Cristina Kaufmann
La nuit comme le jour illumine – XI
La condition d’exil fait partie de l’expérience des chrétiens de tous les temps. Comment vivons-nous cette vérité dans le concret de notre existence?
Nous expérimentons le désert parce que nous vivons loin de nous-mêmes, aliénés par tant d’influences extérieures négatives auxquelles nous ne pouvons ou ne savons pas nous soustraire. Une insatisfaction profonde nous étreint: tout est fugace, la mort et la finitude nous cernent de toutes parts. Il n’y a aucun appui sûr où s’accrocher, le temps est inexorable qui emporte tout, nous laissant dans le dépouillement et la pauvreté du pélerin qui avance fatigué vers le but inconnu.

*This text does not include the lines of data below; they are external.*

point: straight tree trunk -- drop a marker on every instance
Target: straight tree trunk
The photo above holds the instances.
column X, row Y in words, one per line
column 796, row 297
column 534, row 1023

En dépit de tout cela, la vie fleurit, l’amour existe. C’est là une expérience unanimement partagée, avec une conscience plus ou moins claire. L’amour est le ressort décisif dans la condition d’exil, l’unique force qui nous soutient, qui maintient la vie, quelle que soit la forme de l’amour. Celui qui n’aime pas et qui n’est pas aimé, est en quelque sorte mort. L’amour en tant que nostalgie essentielle de l’homme est ce qui rend possible la patience inlassable du pèlerin que nous sommes. Toute nostalgie rend présent l’objet désiré et la nostalgie de la transcendance, du Mystère, et constitue le contenu même de la vie. C’est la plénitude vécue dans la limitation, dans la finitude.
Eric de Rus, Cristina Kaufmann – Une existence épiphanique (Ad Solem, 2013)
image: Carmel du Pâquier, Suisse (carmel-lepaquier.com)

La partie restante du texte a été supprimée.